What memorable responses have you had to your work?

I have a lot of people saying that I inspire them a lot to do different things.  I think when I started doing street photography and started doing the Photowalks, I started seeing more people do that. Two years ago, I didn’t see anyone on Instagram posting street photography for real, the authentic shots of people in their own surrounding and things like that. So, I started teaching people with the photo walks and it slowly lifted off from there.


Where are you from since you mentioned bringing Photowalks here?

I grew up here.  When it comes to street photography, it’s more popular in Chicago, LA, and New York where there’s more people and more diversity than in St. Louis. St. Louis is slowly getting there.  We are more of a beer, food, and music city.

How do you think the creating process would be different if money wasn’t a factor?

If I was only worried about money and commission work, I think that it would make me lazier and more rushed on projects. It wouldn’t be as enjoyable as it is right now. I’m not big on charging people a ton of money.  You just lose a lot of creative and love aspect of it when it comes to photography.


How important do you think it is for artists to congregate and work together?

I think it’s very important. Everybody is able to learn something new from someone else. It doesn’t matter how experienced you are. There is always something you can learn from someone else. It’s beneficial for everyone.


What do you think about mainstream beauty standards?

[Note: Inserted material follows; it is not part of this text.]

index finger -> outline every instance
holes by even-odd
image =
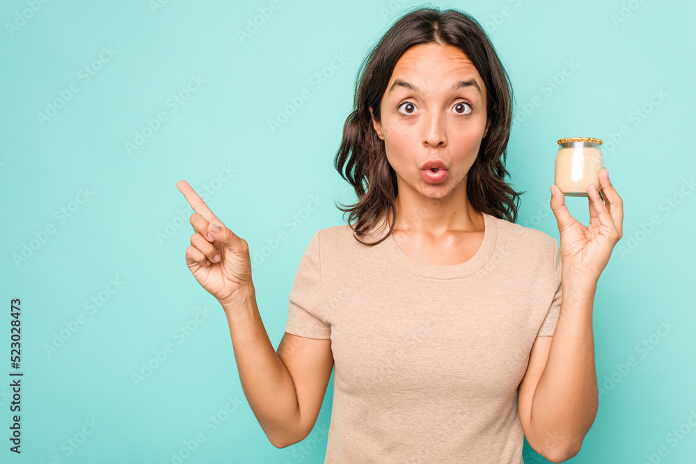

I don’t think it’s right.  When I take a picture of anybody, anybody—you can be blind, you can be bald, whatever, in people’s eyes you can be ugly—I think everybody is beautiful in their own way. I don’t like how the media always think that beauty is always skinny, big boobs, whatever. Like there’s this model in France, and she’s anorexic.  She’s the top model over there. I don’t like how it’s subjected to women. I wish we lived in a world where everyone would just be themselves. Who cares about anyone else’s opinion? If you think about it in nature, like with birds, it’s usually the female bird that’s bland and normal and the males are pretty and trying to catch attention. Humans we are the exact opposite.  Everyone should just be themselves. Don’t give two shits about what people think of you.